I imagine many of their privately held beliefs are just as horrible but they’re not dumb enough to say them publicly.



I’d have agreed with you in 2024 but there’s enough of a difference in active support to be significant. Not many of those CEOs have direct personal involvement killing millions of people, for example, but DOGE appears to have managed that without really even understanding what they were cutting.


Exactly why I stopped supporting petroleum companies causing wars, terrorism and regional instability to keep up with world’s appetite for cheap crude oil.


There is an enormous difference between holding unpleasant views in private and actively, publicly, working to dismantle the country and take away the rights of its citizens and celebrating it.

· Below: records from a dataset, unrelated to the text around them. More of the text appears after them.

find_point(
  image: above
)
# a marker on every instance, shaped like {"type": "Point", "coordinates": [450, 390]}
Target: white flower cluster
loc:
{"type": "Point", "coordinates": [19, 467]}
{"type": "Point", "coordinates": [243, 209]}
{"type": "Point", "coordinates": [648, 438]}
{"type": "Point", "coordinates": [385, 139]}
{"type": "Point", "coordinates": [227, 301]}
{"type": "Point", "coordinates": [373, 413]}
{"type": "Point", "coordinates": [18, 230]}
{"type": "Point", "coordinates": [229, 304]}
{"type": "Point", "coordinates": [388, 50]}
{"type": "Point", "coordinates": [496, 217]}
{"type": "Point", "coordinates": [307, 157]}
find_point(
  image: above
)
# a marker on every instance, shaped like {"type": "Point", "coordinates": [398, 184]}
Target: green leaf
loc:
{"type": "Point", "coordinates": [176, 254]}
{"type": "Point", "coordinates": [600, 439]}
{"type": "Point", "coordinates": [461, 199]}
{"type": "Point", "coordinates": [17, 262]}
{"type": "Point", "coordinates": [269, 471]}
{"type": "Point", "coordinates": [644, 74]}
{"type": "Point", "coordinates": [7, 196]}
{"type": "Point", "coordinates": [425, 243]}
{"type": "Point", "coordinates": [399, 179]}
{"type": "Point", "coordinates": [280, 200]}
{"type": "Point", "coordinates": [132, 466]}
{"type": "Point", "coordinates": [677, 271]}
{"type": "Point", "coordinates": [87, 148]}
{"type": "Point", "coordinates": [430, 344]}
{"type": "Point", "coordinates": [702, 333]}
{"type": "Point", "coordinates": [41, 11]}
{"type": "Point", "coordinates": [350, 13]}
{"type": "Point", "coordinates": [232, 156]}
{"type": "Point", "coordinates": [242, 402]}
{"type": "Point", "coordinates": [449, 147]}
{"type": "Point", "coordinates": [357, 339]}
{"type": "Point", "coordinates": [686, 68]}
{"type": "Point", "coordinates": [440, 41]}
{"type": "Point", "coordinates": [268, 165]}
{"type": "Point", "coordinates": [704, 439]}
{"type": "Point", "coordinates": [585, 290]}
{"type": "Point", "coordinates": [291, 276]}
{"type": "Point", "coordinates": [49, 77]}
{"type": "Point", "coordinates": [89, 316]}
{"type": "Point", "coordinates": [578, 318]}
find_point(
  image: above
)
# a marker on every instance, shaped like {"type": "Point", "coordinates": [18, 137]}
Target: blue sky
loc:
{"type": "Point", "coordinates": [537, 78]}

> I imagine many of their privately held beliefs are just as horrible but they’re not dumb enough to say them publicly.

That's correct. And therefore I don't boycott their companies.


Yes when possible and feasible to know. And it's super easy to avoid everything Musk touches. Nothing he helms is without easy alternatives.


Hard to think of other CEOs who took time off from running the company to play in DC for a while. I'm sure there are some, but none come to mind.


Only one I can recall is Dave Packard, who served as assistant undersecretary of defense for a few years in the early 1970s.

I don't recall that he brought a mob of script kiddies with him to sack the government, threw any Nazi salutes at Nixon's inauguration, or slunk out of town with a literal black eye, though.


Pretty sure there are plenty but non that have done so so brazenly


Not the CEOs of any significant companies, no. Most boards would not tolerate this; being a CEO is generally a full-time job, and the conflicts of interest don’t bear thinking about.


Most of the others have jobs I think


I used to ask the same questions, but then I've realized: this line of argument tries to justify non-action on known known because there are also known unknowns and maybe even unknown unknowns. Now what? Smoke a cigarette because we know that unknown carcinogens exist that are not included in cigarette smoke?


Any of them would run me over to make the line go up, but some of them are loudly putting their foot on the accelerator.

Publicly signalling that you support awful shit is more likely to make that world a reality than quiet private support.


Why financially support an ardent, unabashed white nationalist who eagerly funnels money to a party that *he himself claims* protects pedophiles?

What other CEOs are this level of pure garbage? I can't think of a single one. (And that's before we even bring up the people his policies have directly killed: https://www.propublica.org/article/kenya-trump-usaid-world-f...)



Yes, at least for the CEOs going out of their way to get into politics like Musk and Larry Ellison. The way Ellison is using Bari Weiss to censor 60 Minutes is evil.


Hiding abhorrent beliefs is a good thing and we should heavily encourage it.


I'm honestly baffled that this isn't completely obvious to everyone.

People act like "bad but hiding it" is no different from "bad and not hiding it," but the former is literally identical to being decent. The only scenarios in which it's not identical are those in which they failed to hide their badness!

I don't give a fuck how evil someone is in the dark little corners of their mind, so long as they show up as a decent person in all their interactions with the outside world.


I didn’t plan on examining Elon’s ideology. He shoved it in my face. If other CEOs want to to be coy with Nazi salutes and post the types of things he does on X then let me know. I’ll happily treat them the same way.


> I imagine many of their privately held beliefs are just as horrible but they’re not dumb enough to say them publicly.

Why would you support a company run by someone stupid enough to say their polarising beliefs publicly? It doesn't inspire confidence in their judgment. Even if you personally agree with their polarising beliefs, you have to question their decision making process in why they chose to deliberately make them public, damaging the company. If they're stupid like that, maybe they've made stupid decisions with their products (which in Elon's case, yes, he has, and not just at Tesla).